UNC’s Shocking Loss to NC State Marks New Era in Tobacco Road Rivalry
CHAPEL HILL, N.C. — Under the freshly realigned ACC basketball schedule, no one expected the Tar Heels to stumble this early. But on a crisp Saturday evening in February, inside a raucous PNC Arena pulsing with red, NC State delivered a stunner: a 74-69 victory over No. 7 ranked North Carolina.
This wasn’t just a game—it felt like a seismic shift.
The Tar Heels, coming off a five-game win streak, were visibly rattled. The new schedule, which had shifted their usual mid-season rhythm, forced them into a brutal four-games-in-nine-days stretch. Legs looked heavy, and so did expectations.

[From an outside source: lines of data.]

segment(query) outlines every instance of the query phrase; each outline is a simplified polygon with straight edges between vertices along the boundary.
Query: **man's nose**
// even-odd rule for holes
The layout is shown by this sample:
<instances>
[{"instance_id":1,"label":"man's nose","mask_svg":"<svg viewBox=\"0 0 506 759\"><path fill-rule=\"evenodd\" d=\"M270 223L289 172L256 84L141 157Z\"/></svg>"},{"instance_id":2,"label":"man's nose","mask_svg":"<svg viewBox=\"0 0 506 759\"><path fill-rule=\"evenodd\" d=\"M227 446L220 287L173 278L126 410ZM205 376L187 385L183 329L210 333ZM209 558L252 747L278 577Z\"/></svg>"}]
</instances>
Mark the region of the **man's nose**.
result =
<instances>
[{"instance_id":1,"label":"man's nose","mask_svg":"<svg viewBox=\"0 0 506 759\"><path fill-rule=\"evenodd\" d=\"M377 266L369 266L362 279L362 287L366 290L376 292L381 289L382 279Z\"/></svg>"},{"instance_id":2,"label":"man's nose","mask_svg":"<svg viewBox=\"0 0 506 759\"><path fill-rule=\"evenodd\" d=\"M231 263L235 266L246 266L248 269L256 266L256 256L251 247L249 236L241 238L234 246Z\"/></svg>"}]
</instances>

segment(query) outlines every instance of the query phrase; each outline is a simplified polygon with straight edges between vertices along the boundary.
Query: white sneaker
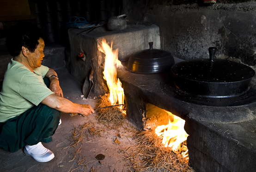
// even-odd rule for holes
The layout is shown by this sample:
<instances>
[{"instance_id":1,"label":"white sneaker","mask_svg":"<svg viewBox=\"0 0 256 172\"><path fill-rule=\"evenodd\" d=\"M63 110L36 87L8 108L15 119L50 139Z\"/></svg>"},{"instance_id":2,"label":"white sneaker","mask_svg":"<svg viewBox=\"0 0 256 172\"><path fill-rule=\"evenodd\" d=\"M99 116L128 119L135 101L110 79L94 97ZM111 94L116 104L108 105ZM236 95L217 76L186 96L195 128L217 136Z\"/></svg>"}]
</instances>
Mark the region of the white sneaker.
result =
<instances>
[{"instance_id":1,"label":"white sneaker","mask_svg":"<svg viewBox=\"0 0 256 172\"><path fill-rule=\"evenodd\" d=\"M60 125L61 124L61 119L60 119L60 122L59 122L59 125L58 125L58 126L60 126Z\"/></svg>"},{"instance_id":2,"label":"white sneaker","mask_svg":"<svg viewBox=\"0 0 256 172\"><path fill-rule=\"evenodd\" d=\"M32 146L26 145L24 148L24 153L41 162L49 161L54 158L54 153L45 148L41 142Z\"/></svg>"}]
</instances>

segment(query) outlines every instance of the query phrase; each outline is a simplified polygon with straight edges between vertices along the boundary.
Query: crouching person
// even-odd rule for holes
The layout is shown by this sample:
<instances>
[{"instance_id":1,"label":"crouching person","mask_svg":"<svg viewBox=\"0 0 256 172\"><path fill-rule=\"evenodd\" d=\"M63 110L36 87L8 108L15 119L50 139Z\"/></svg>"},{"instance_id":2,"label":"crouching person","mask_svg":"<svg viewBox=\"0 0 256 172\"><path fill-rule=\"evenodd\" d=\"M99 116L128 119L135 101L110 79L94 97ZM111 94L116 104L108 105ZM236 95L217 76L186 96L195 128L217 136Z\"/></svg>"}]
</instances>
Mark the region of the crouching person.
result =
<instances>
[{"instance_id":1,"label":"crouching person","mask_svg":"<svg viewBox=\"0 0 256 172\"><path fill-rule=\"evenodd\" d=\"M41 65L44 42L33 24L11 28L6 43L13 58L0 92L0 147L14 152L24 147L25 154L36 161L49 161L54 154L42 142L52 141L61 112L84 116L94 112L89 105L63 97L56 72Z\"/></svg>"}]
</instances>

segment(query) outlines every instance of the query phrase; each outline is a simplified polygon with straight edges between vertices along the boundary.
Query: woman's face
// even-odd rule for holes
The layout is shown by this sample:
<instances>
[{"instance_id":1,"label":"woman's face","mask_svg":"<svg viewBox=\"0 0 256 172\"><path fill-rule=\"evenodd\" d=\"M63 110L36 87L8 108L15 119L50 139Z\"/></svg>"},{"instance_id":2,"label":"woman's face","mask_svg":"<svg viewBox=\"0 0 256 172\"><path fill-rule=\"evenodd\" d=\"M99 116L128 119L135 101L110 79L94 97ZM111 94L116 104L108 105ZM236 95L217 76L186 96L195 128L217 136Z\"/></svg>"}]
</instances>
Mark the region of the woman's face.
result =
<instances>
[{"instance_id":1,"label":"woman's face","mask_svg":"<svg viewBox=\"0 0 256 172\"><path fill-rule=\"evenodd\" d=\"M29 52L29 63L33 69L41 67L42 61L44 57L43 48L44 48L44 41L42 38L38 40L39 44L35 52Z\"/></svg>"}]
</instances>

RJ Davis, Carolina’s veteran guard, managed 21 points, but was hounded all night by NC State’s lightning-quick sophomore, Jalen Blake. Blake, seemingly feeding off the crowd’s frenzy, dropped 24 points, snagged three steals, and drilled a back-breaking step-back three with just 37 seconds left to push the lead to five. That shot — high arc, pure swish — seemed to echo across generations of Wolfpack heartbreak.

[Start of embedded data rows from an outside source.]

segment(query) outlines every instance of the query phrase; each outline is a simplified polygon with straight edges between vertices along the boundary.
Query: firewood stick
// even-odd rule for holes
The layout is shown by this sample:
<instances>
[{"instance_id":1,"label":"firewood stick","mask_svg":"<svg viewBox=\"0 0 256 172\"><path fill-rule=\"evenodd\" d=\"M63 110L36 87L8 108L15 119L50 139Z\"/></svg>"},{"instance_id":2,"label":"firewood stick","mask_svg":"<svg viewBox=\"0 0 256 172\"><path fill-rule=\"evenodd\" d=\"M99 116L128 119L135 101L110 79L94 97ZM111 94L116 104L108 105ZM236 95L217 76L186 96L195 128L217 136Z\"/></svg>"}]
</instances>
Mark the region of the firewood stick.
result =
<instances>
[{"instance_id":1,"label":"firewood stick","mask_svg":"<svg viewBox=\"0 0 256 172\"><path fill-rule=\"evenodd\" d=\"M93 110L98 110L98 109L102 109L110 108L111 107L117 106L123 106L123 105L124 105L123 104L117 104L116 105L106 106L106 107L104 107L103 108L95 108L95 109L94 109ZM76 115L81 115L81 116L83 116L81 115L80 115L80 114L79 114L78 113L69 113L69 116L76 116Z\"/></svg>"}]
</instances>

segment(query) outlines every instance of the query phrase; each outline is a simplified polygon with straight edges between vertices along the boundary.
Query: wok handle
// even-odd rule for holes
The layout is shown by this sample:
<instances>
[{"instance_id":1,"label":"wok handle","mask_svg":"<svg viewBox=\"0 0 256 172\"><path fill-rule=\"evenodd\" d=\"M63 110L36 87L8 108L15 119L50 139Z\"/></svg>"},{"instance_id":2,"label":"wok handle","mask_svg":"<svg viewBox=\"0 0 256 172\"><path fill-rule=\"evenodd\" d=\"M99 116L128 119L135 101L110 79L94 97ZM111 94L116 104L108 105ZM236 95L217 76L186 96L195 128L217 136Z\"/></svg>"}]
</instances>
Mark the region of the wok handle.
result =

“Different year. Different blood,” Blake said postgame, wiping sweat from his brow and grinning through the noise. “We’re not scared of powder blue.”
The Tar Heels weren’t just outplayed. They were out-hustled. Out-muscled. Daron Holmes II, NC State’s transfer center, dominated the paint with 11 boards and five emphatic blocks, one of which sent UNC forward Harrison Ingram tumbling into the stands mid-dunk attempt — a moment that drew a deafening roar and prompted Wolfpack fans to start chanting: “New Kings of the Road!”
Inside the Tar Heels’ locker room, silence.
Coach Hubert Davis took the blame. “We didn’t match their energy, and frankly, the schedule is no excuse. We had chances. We didn’t finish.”
But behind his eyes, there was worry. The new ACC layout — more inter-divisional games, less recovery time, and a greater emphasis on late-season matchups — has shaken traditional powerhouses. And for UNC, accustomed to building momentum by February, this loss could ripple into March.
Meanwhile, NC State students flooded Hillsborough Street. Horns blared, fireworks cracked, and a papier-mâché ram effigy was triumphantly paraded past the Belltower. For the first time in a decade, the rivalry feels real again.
And with the new schedule guaranteeing home-and-away matchups annually, fans might not have to wait long for revenge — or a repeat.
Because if this game proved anything, it’s that the Tobacco Road rivalry just got reignited.